Code of Conduct for SMS Disaster Response Presented to Mobile World Congress
BY Julia Wetherell | Tuesday, February 26 2013
The Mobile World Congress is taking place in Barcelona this week, with mobile providers from around the world presenting strategies for proliferating and monetizing new technologies. Yet as mobile’s reach extends far beyond the realm of the basic phone call, forming a fundamental part of the information infrastructure in developing nations, the humanitarian sector is also on display.
On Sunday, the Disaster Response Program from GSMA presented a Code of Conduct for SMS use during disaster response, hoping to address the mobile industry’s growing role in humanitarian crisis management.
Patrick Meier at iRevolution has an overview of the development of the code, which is based in large part on the experience that Meier and other crisis-mapping volunteers faced in running 4636, the Ushahidi platform that helped to locate victims of the 2010 earthquake in Haiti. Named for the SMS shortcode that was secured from FrontlineSMS, the program enabled volunteers to aggregate and map hazards, shortages, and other threats to the safety of the population. It helped the US Marines take action in the crisis response.
Yet Meier says that, for such a critical operation, it would have been beneficial to have some best practices in place. That’s the aim of the new SMS Code of Conduct for General Disaster Response [pdf].

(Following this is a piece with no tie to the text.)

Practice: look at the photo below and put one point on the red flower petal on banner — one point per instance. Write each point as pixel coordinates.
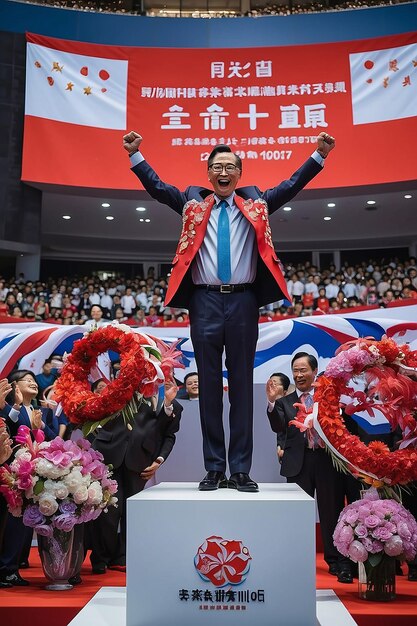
(221, 561)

"The humanitarian principle of ‘do no harm’ comes first,” states one of the five general guidelines outlined in the document. Evaluating what constitutes harm, in the case of mobile-deployed crisis response, is the heart of the matter. The volunteer team behind 4636 faced this in the issue of obtaining consent to broadcast the emergency tweets, and hand them over to translators in the diaspora. Because the project was deemed to be in victims’ best interest, consent was ultimately implied. Yet it was an ethical dilemma that Patrick Meier would have preferred to have a precedent for:
I, for one, never again want to spend 24+ precious hours debating whether or not urgent life-and-death text messages can or cannot be mapped because of uncertainties over data privacy and protection—24 hours during a Search and Rescue phase is almost certain to make the difference between life and death.
The code of conduct also includes strategies for liaising between humanitarian groups and mobile providers during times of crisis. As mobile approaches to disaster response are increasingly used, such guidelines could set an important standards – as well as increase the efficiency of life-saving missions.